Iran had until then adopted "strategic patience" to avoid a response it did not want. It was prepared to accept Israel's methodical elimination of the cadres of the Iranian Revolutionary Guards, the Lebanese Hezbollah and Hamas, and the blows to its deterrent power, convinced that the outcome of the war would be a defeat for Israel, already in a military stalemate in Gaza and isolated on the international stage.
Firm response
Israel has forced Iran out of the grey zone. It removed the "plausible deniability" argument behind which allies had been hiding, leaving them to act on the front line. Tehran was faced with a real strategic dilemma: to retaliate at the risk of provoking an open confrontation with Israel, or to lose its power of deterrence and credibility with its allies.
"It was a decision they didn't want to make, but the pace of humiliation was becoming difficult to manage," said Emile Hokayem, Middle East security expert at the International Institute for Strategic Studies. Hamidreza Azizi, a researcher at the Stiftung Wissenschaft und Politik research institute in Berlin, agreed. "The thinking in Iran has been that a firm response is needed, at the risk of war," he said. "Otherwise it will happen in a few years time anyway."

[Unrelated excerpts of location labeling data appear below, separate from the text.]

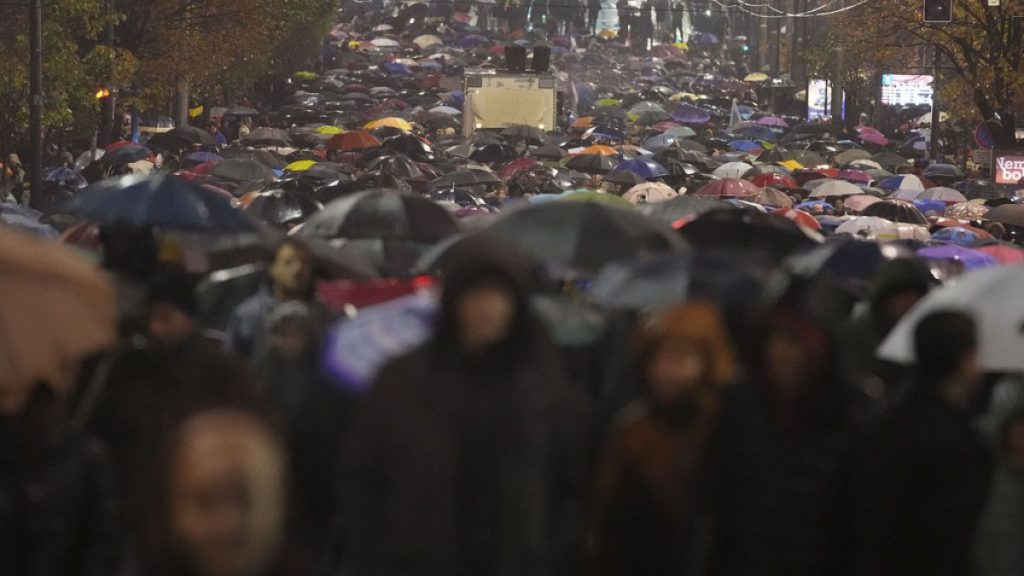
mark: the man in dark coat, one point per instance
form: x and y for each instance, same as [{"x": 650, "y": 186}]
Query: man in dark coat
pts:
[
  {"x": 927, "y": 471},
  {"x": 467, "y": 454}
]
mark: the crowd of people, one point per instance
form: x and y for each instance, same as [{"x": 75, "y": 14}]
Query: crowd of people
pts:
[{"x": 644, "y": 343}]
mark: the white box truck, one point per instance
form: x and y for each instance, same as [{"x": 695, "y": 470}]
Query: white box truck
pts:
[{"x": 496, "y": 99}]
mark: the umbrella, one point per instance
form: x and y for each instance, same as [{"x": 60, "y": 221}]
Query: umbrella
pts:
[
  {"x": 648, "y": 193},
  {"x": 591, "y": 163},
  {"x": 382, "y": 214},
  {"x": 1012, "y": 214},
  {"x": 281, "y": 208},
  {"x": 56, "y": 310},
  {"x": 749, "y": 232},
  {"x": 732, "y": 170},
  {"x": 967, "y": 211},
  {"x": 990, "y": 297},
  {"x": 389, "y": 122},
  {"x": 728, "y": 188},
  {"x": 358, "y": 139},
  {"x": 267, "y": 136},
  {"x": 243, "y": 170},
  {"x": 836, "y": 189},
  {"x": 583, "y": 236},
  {"x": 896, "y": 211},
  {"x": 523, "y": 132},
  {"x": 628, "y": 177},
  {"x": 646, "y": 167},
  {"x": 158, "y": 201}
]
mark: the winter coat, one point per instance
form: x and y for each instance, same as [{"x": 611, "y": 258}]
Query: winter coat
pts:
[
  {"x": 469, "y": 464},
  {"x": 58, "y": 510},
  {"x": 999, "y": 538},
  {"x": 648, "y": 506},
  {"x": 782, "y": 493},
  {"x": 924, "y": 487}
]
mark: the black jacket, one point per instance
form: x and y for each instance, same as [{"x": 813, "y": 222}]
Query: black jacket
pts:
[{"x": 925, "y": 483}]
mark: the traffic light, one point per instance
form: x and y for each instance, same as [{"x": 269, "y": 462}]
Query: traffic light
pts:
[{"x": 938, "y": 11}]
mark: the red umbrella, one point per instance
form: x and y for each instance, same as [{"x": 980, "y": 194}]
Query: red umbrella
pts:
[
  {"x": 512, "y": 167},
  {"x": 774, "y": 179},
  {"x": 728, "y": 188},
  {"x": 801, "y": 217},
  {"x": 356, "y": 139}
]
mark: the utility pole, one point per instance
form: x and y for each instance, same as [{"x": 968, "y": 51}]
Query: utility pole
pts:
[{"x": 36, "y": 100}]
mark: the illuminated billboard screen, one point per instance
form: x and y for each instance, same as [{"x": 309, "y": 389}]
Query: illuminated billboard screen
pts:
[{"x": 906, "y": 89}]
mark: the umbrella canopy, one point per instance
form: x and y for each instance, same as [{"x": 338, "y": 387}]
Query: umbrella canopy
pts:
[
  {"x": 243, "y": 170},
  {"x": 649, "y": 193},
  {"x": 583, "y": 236},
  {"x": 990, "y": 296},
  {"x": 749, "y": 232},
  {"x": 56, "y": 310},
  {"x": 896, "y": 211},
  {"x": 382, "y": 214},
  {"x": 282, "y": 209},
  {"x": 1012, "y": 214},
  {"x": 728, "y": 188},
  {"x": 158, "y": 201}
]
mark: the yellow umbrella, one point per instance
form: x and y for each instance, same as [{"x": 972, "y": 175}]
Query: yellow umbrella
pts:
[
  {"x": 300, "y": 165},
  {"x": 390, "y": 122}
]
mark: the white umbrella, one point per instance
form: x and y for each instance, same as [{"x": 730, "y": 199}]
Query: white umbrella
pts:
[
  {"x": 991, "y": 296},
  {"x": 732, "y": 170},
  {"x": 836, "y": 189}
]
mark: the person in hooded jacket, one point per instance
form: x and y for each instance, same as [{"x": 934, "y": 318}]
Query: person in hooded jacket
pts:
[
  {"x": 468, "y": 454},
  {"x": 648, "y": 508},
  {"x": 784, "y": 455}
]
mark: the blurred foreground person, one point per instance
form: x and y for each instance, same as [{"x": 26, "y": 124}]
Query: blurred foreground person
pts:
[
  {"x": 999, "y": 547},
  {"x": 150, "y": 388},
  {"x": 648, "y": 508},
  {"x": 785, "y": 451},
  {"x": 467, "y": 454},
  {"x": 57, "y": 499},
  {"x": 219, "y": 507},
  {"x": 927, "y": 470}
]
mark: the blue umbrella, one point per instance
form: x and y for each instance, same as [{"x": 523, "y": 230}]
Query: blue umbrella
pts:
[
  {"x": 643, "y": 166},
  {"x": 957, "y": 235},
  {"x": 758, "y": 132},
  {"x": 744, "y": 146},
  {"x": 689, "y": 114},
  {"x": 158, "y": 201},
  {"x": 202, "y": 157}
]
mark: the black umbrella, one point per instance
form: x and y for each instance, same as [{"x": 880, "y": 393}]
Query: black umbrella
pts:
[
  {"x": 466, "y": 178},
  {"x": 591, "y": 163},
  {"x": 897, "y": 211},
  {"x": 182, "y": 136},
  {"x": 382, "y": 214},
  {"x": 282, "y": 209},
  {"x": 494, "y": 154},
  {"x": 748, "y": 232},
  {"x": 584, "y": 236},
  {"x": 243, "y": 170}
]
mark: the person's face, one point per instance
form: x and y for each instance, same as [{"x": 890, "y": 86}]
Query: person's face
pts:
[
  {"x": 225, "y": 503},
  {"x": 784, "y": 362},
  {"x": 484, "y": 316},
  {"x": 168, "y": 325},
  {"x": 675, "y": 371},
  {"x": 292, "y": 270}
]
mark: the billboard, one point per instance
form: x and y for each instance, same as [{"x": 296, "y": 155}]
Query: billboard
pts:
[
  {"x": 907, "y": 89},
  {"x": 1008, "y": 166}
]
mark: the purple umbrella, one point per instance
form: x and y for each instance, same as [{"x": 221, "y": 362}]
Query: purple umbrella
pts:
[
  {"x": 689, "y": 114},
  {"x": 951, "y": 252}
]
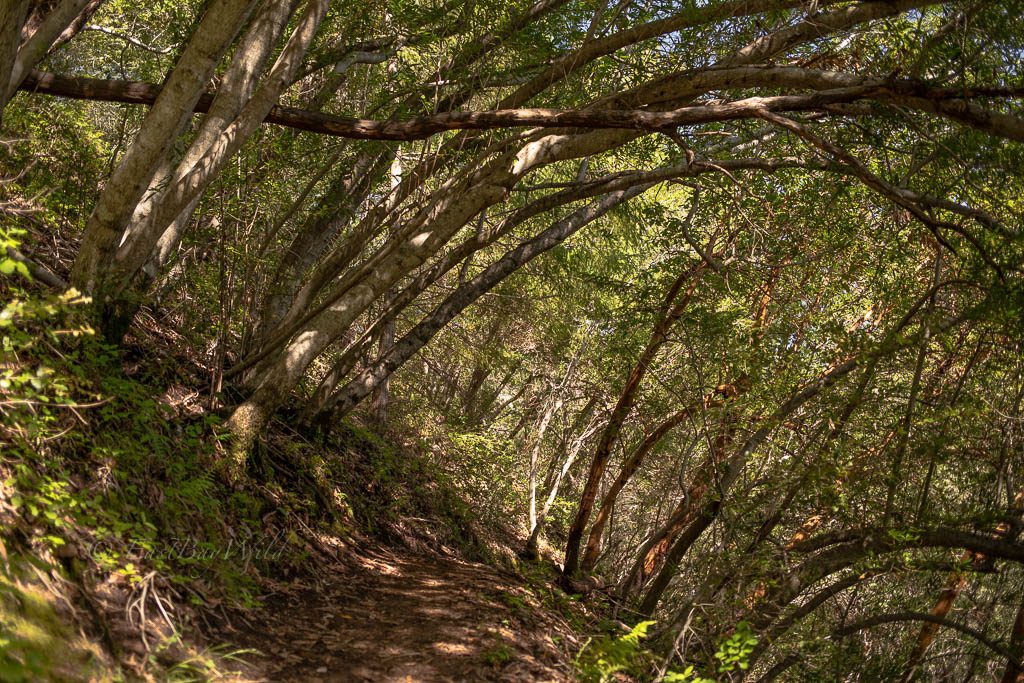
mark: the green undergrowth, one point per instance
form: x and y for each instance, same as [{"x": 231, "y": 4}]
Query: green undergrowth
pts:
[{"x": 109, "y": 477}]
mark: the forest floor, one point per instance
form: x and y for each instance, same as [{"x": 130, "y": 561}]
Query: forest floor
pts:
[{"x": 390, "y": 614}]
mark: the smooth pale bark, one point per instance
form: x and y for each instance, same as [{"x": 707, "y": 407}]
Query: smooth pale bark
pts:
[
  {"x": 438, "y": 222},
  {"x": 349, "y": 395},
  {"x": 556, "y": 475},
  {"x": 675, "y": 304},
  {"x": 34, "y": 49},
  {"x": 348, "y": 190},
  {"x": 654, "y": 552},
  {"x": 165, "y": 121},
  {"x": 220, "y": 143},
  {"x": 235, "y": 89},
  {"x": 12, "y": 14},
  {"x": 634, "y": 462}
]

The Islamic Republic has sought alternatives to restore its deterrent through diplomatic channels. Messages were exchanged with the US through Switzerland. "Iran thought that the Americans had the means to put pressure on the Israelis, notably at the [UN] Security Council, by condemning the attack on its diplomatic representation or by guaranteeing that there would be no further attacks on its interests in Syria, something the US was unable to offer," one observer, speaking on condition of anonymity, told Le Monde. From a regime whose first act was to take American diplomats hostage in 1979, the request seemed excessive.